Xinhua Headlines: China advances all-round opening-up at “two sessions”

Xinhua Headlines: China advances all-round opening-up at "two sessions"

Visitors are seen at a tulip fair at Baiwankui garden in Nansha free trade zone in south China’s Guangdong Province, Feb. 9, 2019. (Xinhua/Liu Dawei)

BEIJING, March 7 (Xinhua) — China expects to see wider opening-up as it pledges to do more to attract foreign investment and promote global cooperation at the ongoing annual “two sessions.”

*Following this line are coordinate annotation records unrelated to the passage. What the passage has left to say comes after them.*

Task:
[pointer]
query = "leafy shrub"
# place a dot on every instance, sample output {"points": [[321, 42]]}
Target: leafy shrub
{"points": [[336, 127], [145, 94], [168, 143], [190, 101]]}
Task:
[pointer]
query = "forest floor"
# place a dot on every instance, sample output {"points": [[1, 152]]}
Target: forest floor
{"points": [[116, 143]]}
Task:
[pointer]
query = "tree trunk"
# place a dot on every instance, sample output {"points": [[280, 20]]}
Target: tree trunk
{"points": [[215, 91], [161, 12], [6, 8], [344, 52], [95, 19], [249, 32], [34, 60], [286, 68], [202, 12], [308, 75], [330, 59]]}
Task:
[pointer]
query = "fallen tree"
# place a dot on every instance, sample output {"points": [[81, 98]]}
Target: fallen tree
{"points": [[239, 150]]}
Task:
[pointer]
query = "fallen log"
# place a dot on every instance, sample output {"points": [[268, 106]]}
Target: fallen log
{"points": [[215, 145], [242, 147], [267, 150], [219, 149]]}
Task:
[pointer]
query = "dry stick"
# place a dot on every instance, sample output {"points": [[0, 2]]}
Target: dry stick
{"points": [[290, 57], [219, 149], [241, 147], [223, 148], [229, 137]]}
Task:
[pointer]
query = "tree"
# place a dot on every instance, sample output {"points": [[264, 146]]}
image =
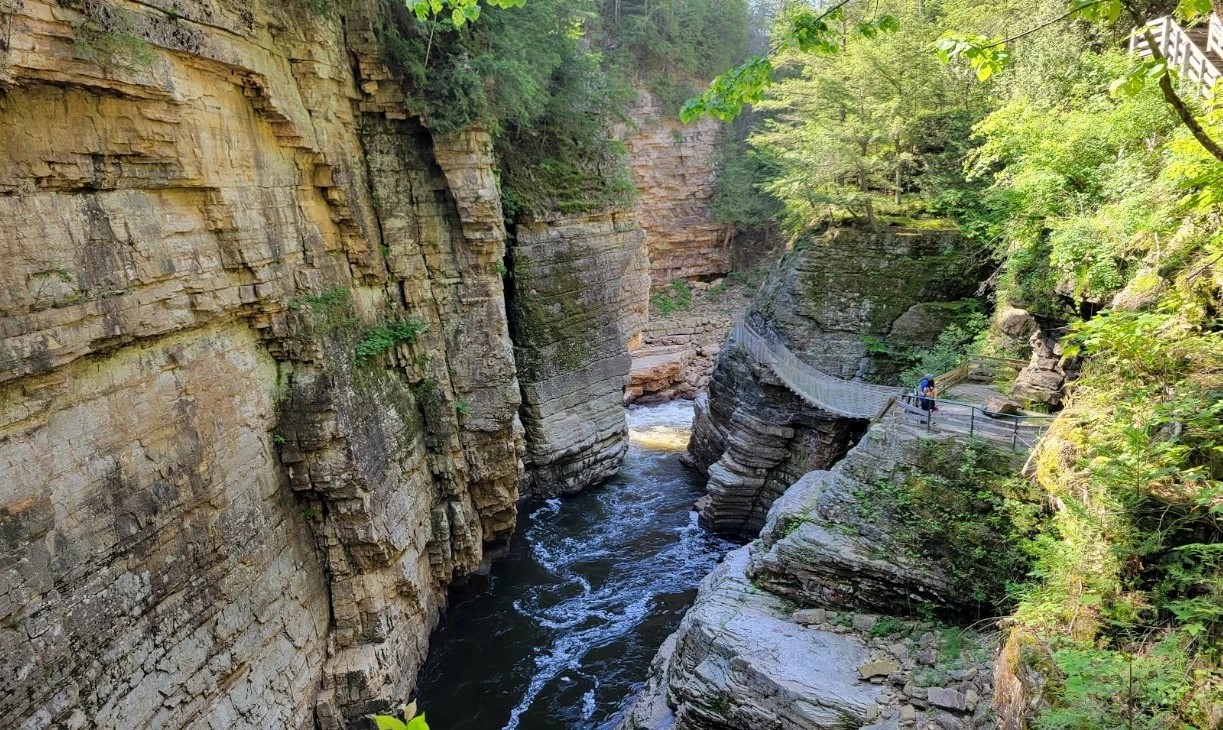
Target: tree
{"points": [[817, 32]]}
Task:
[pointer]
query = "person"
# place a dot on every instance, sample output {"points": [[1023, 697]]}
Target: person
{"points": [[926, 393]]}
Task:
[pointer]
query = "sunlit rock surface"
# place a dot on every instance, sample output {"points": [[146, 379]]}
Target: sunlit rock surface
{"points": [[580, 295], [673, 168], [210, 511], [826, 301]]}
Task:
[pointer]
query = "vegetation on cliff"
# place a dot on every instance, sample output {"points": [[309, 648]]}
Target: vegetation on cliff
{"points": [[550, 78], [1100, 203]]}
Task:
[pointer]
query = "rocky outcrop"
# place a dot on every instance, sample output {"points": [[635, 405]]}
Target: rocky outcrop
{"points": [[579, 298], [1042, 379], [821, 548], [676, 356], [835, 291], [257, 391], [739, 662], [752, 435], [673, 169], [744, 658]]}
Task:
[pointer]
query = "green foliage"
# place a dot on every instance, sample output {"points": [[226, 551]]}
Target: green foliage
{"points": [[954, 344], [739, 195], [1078, 186], [669, 47], [458, 12], [532, 78], [675, 297], [410, 719], [714, 292], [855, 131], [821, 32], [964, 510], [329, 309], [887, 626], [318, 7], [382, 338], [114, 39], [1131, 588]]}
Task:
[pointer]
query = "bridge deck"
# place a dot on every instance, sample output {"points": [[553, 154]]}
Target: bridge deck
{"points": [[854, 399]]}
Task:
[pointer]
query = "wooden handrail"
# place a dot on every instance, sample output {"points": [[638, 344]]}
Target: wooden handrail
{"points": [[1180, 50]]}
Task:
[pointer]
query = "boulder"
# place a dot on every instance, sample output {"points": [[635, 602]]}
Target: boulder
{"points": [[877, 669], [998, 405], [947, 698]]}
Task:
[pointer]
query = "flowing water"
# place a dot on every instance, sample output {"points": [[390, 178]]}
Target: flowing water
{"points": [[592, 586]]}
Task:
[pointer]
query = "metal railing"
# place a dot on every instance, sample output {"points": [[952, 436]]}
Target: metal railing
{"points": [[1020, 431], [854, 399], [1182, 50]]}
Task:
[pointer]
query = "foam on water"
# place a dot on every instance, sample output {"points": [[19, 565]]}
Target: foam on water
{"points": [[594, 582]]}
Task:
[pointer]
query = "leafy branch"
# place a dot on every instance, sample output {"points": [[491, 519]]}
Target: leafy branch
{"points": [[990, 55], [806, 31]]}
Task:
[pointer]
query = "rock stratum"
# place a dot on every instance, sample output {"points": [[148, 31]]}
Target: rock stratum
{"points": [[673, 169], [263, 399], [799, 629], [826, 301]]}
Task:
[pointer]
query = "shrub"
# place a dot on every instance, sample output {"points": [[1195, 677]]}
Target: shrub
{"points": [[382, 338], [675, 297]]}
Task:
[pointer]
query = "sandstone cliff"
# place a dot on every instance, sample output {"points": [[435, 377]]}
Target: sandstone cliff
{"points": [[258, 398], [751, 435], [673, 168], [580, 294], [794, 630]]}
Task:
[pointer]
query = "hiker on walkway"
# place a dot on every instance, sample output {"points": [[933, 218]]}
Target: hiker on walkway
{"points": [[926, 393]]}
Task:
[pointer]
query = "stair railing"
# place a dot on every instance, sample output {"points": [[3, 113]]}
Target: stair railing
{"points": [[1179, 48]]}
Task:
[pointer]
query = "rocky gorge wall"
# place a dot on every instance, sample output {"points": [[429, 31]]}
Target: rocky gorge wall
{"points": [[580, 297], [751, 434], [673, 169], [800, 627], [258, 395]]}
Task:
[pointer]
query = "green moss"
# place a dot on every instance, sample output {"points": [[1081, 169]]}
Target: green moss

“We will promote all-round opening-up and foster new strengths in international economic cooperation and competition,” Chinese Premier Li Keqiang said when delivering the government work report to the annual legislative session Tuesday.

At the session, further relax of controls over market access has been announced, a draft foreign investment law will be deliberated, and the Belt and Road cooperation has been promoted.

UNVEILING OPPORTUNITIES

The government will further shorten the negative list which outlines fields off-limits to foreign investors, Ning Jizhe, deputy director of the National Development and Reform Commission, told a press conference on the sidelines of the annual legislative session Wednesday.

China will roll out more opening measures to the agriculture, mining, manufacturing and service sectors, and allow wholly foreign-funded enterprises to operate in more sectors, Ning said.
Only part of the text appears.